Jennifer Douglas noted that “patients are at the heart of health solutions.” “Pharmaceutical companies that ask patients to participate and offer their perspectives before, during, and after the creation can better tune their projects to meet the needs of the patients they are serving,” she said. “By engaging with patients from the beginning, companies can better understand what is working and what could be improved earlier in the product development cycle.”
When it comes to clinical studies, Casey is adamant that patient involvement “needs to start from the scientific question that kicks off clinical research, all the way to communicating the results of that research.” Quoting “Nothing about me without me”, Casey insisted that patients must be included “from beginning to end in all medical science.”
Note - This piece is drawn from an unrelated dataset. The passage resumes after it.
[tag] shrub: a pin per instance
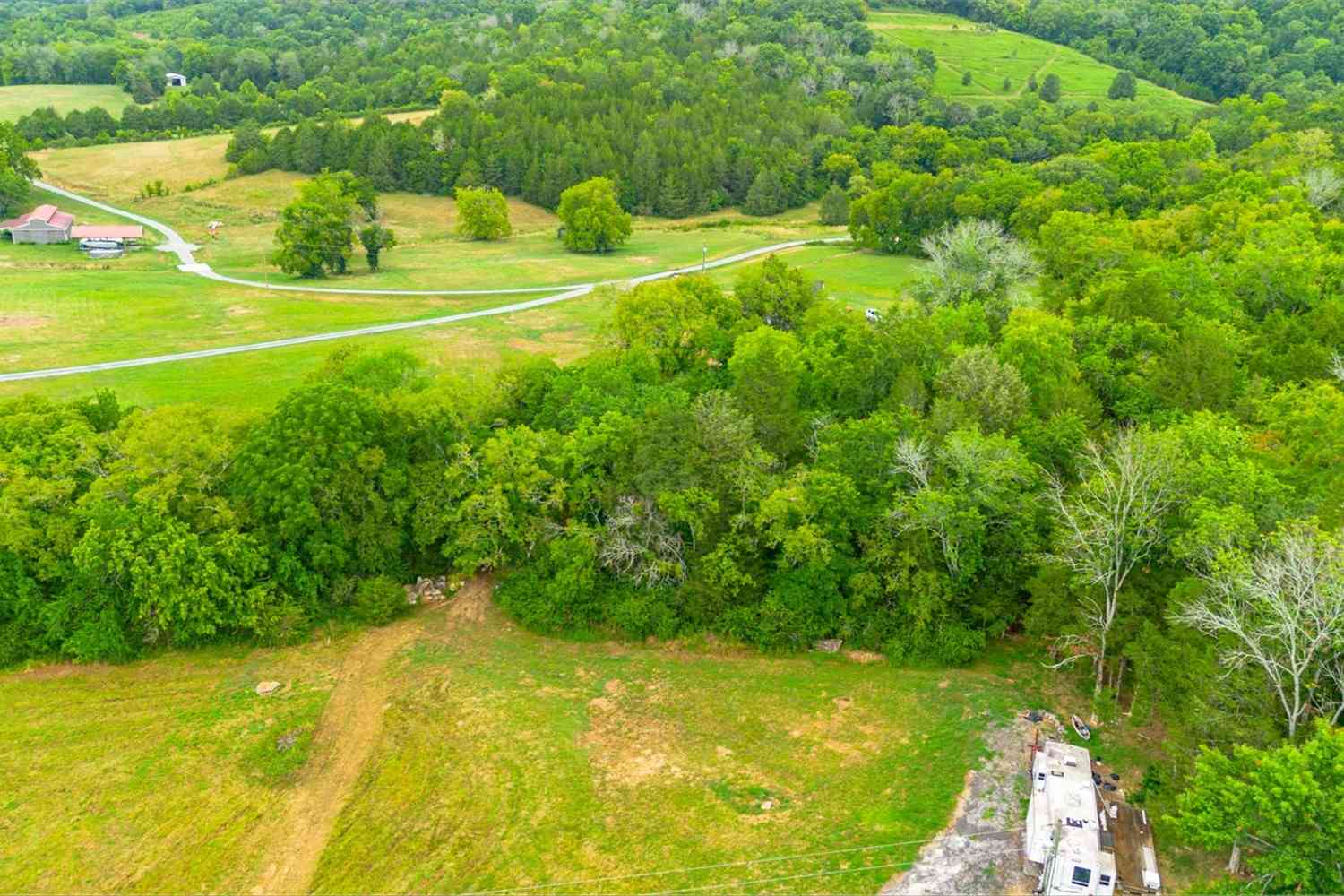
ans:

Both Casey and Penny spoke to us about the professional skills they brought to the co-creation process, beyond their patient experience. Casey brings “more than two decades of experience in gathering news stories to my work now in driving toward better health and care for all humans.” She believes that “getting all the stories - from people-called -patients, doctors and nurses, and clinical researchers - will help create better questions for research, and better treatment for patients who need it.”
For Penny, it is her communications background which she is keen to apply to co-creating campaigns and communications that really resonate with patients. “I often work and volunteer as a patient advisor with breast cancer charities and organisations to devise impactful campaigns,” she told us, “be they digital, print or broadcast. This may be as a panel member, collecting patient voices, devising design briefs, or writing clear and understandable copy.”
At merakoi, the patient as expert is at the core of the work we do. We know that patients are more than their disease. They are professionals who bring a wealth of experience to the work they do to improve the lives of those in their communities. We are so grateful to Allie, Siobhan, Marissa, Casey, Penny, Megan-Claire, Rod, Rosine, Kristie, Jennifer and Terri for taking the time to share their thoughts with us this Breast Cancer Awareness Month.